Maybe a user doesn't like the "Kelvin sign"? Not a problem - you can remove that, and you still get to choose whether to have the Turkish mappings or not.

To put it another way: if caseless-restrict is useful, why shouldn't Turkish users be able to select it?

NWilson commented 1 month ago

Thank you very much all three of you for your help, on this very fussy little detail fix!

carenas commented 1 month ago

To put it another way: if caseless-restrict is useful, why shouldn't Turkish users be able to select it?

because it is useful only in a specific context (see #11, although the Perl link I posted earlier is probably clearer IMHO), where the user intentionally wants to make sure that a caseless match is only within (or not) ASCII to avoid "surprises".

a "turk" flag user wants to have Unicode characters, and indeed will add 2 more cross between ASCII and Unicode when doing caseless matches, which is what (?r) is meant to prevent.

you are correct it doesn't impact the same characters, and your interpretation of how it could work together is valid, but the point I was trying to make is that (?r) restricts ALL characters (eventhough they are currently only 2 pairs affected in our case tables). as a plus we would only need 3 versions of each affected opcode.

zherczeg commented 1 month ago

@carenas I see /* Fall through */ in the other places as well, if you prefer to use /* fallthrough */, change it everywhere (in another patch). I also prefer one patch for one PR.

zherczeg commented 1 month ago

I hope Perl does not plan to use 'r' for something different.

NWilson commented 1 month ago

Rebased, and fixed to "Fall through" for consistency.

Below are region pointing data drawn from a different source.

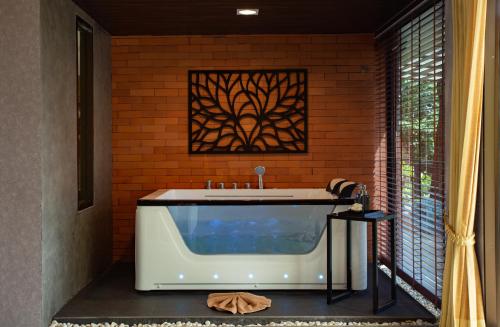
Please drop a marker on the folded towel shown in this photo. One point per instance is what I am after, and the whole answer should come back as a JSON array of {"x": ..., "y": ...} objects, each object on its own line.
[
  {"x": 346, "y": 189},
  {"x": 334, "y": 185},
  {"x": 238, "y": 302}
]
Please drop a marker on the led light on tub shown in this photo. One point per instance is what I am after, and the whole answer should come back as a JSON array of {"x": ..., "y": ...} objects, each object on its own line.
[{"x": 244, "y": 239}]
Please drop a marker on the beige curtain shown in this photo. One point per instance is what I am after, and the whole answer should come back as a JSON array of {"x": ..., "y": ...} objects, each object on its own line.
[{"x": 462, "y": 303}]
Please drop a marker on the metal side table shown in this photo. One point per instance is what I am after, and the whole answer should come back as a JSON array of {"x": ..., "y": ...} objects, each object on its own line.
[{"x": 370, "y": 216}]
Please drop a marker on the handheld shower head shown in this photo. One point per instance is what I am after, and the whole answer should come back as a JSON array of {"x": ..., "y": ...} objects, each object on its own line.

zherczeg commented 1 month ago

@carenas if you are ok with the patch, I will land it. @NWilson please update the test conflicts and merge commits

NWilson commented 1 month ago

Rebased, squashed, and fixed the conflicts with the PR you just merged.

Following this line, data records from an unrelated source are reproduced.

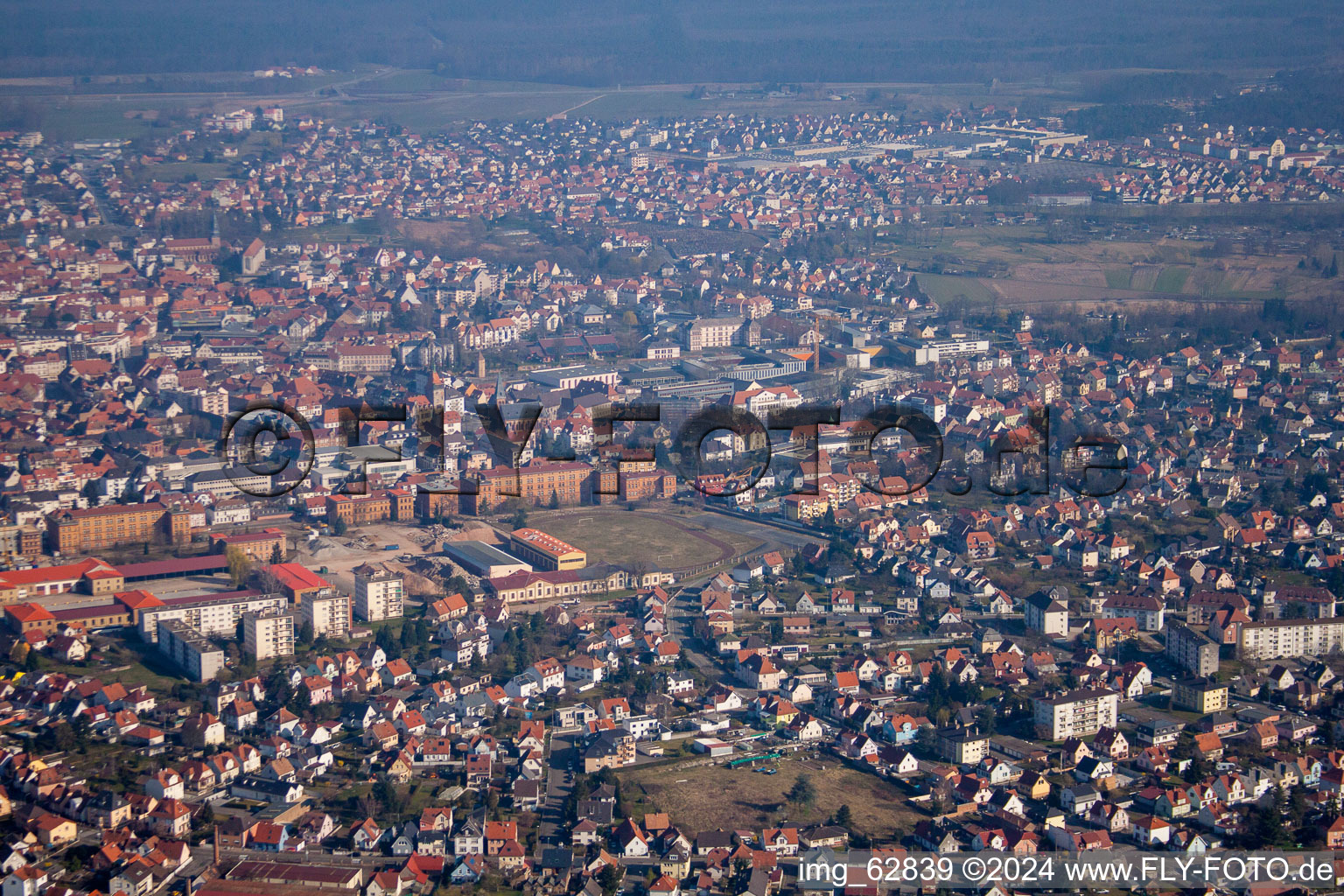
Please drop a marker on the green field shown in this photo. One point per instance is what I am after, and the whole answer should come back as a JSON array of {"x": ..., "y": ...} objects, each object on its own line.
[
  {"x": 1172, "y": 280},
  {"x": 945, "y": 288},
  {"x": 1117, "y": 278},
  {"x": 624, "y": 537},
  {"x": 712, "y": 797}
]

carenas commented 1 month ago

Usually Philip follows up with some documentation in ChangeLog, which this change (and most others) were missing.

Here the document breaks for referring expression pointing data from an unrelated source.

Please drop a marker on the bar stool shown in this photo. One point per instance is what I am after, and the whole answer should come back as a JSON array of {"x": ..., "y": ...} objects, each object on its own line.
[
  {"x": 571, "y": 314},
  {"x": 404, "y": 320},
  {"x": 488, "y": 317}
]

PhilipHazel commented 1 month ago

Previously, when I wanted a new (?some-letter I used an upper case letter (e.g. (?J)) to try to keep away from potential Perl changes, but (?R) was already in use so I must have decided to take a chance on (?r).

Re ChangeLog: I've been thinking about this. Since the move to Git the contents of ChangeLog haven't really kept in step the way they used to, though as @carenas says, I've done some post hoc additions from time to time. Over the years, I've found it useful as a way of remembering what changed when, but perhaps others are less interested. (Reading the PCRE1 ChangeLog from the start - version 0.91 - is historically instructive as it reminds one of how much has changed since 1997.) The other think I've used ChangeLog for is for updating the NEWS file from it just before a release. I think there are perhaps three possible ways to go:

  1. Close ChangeLog and in future rely only on Git log entries.
  2. From time to time, probably just before a release, go through the Git log and update ChangeLog appropriately.
  3. Keep hassling everybody to update ChangeLog for every change.

What do people think?

carenas commented 1 month ago

I didn't meant from my comment to be a policy discussion, just a reminder for a task that needed to be done and indeed an excuse for myself to do it if it wasn't tackled independently (as shown in #519).

I do think though that keeping the ChangeLog in good shape is important, and also that is done in a timely way so that it could be described properly (specially considering that commits and PR descriptions as of now are not consistently used to work as the source of an automated replacement).

Updating them with the committed changes is not ideal though (as they will likely result in conflicts), so probably 2 might be the only reasonable short term option?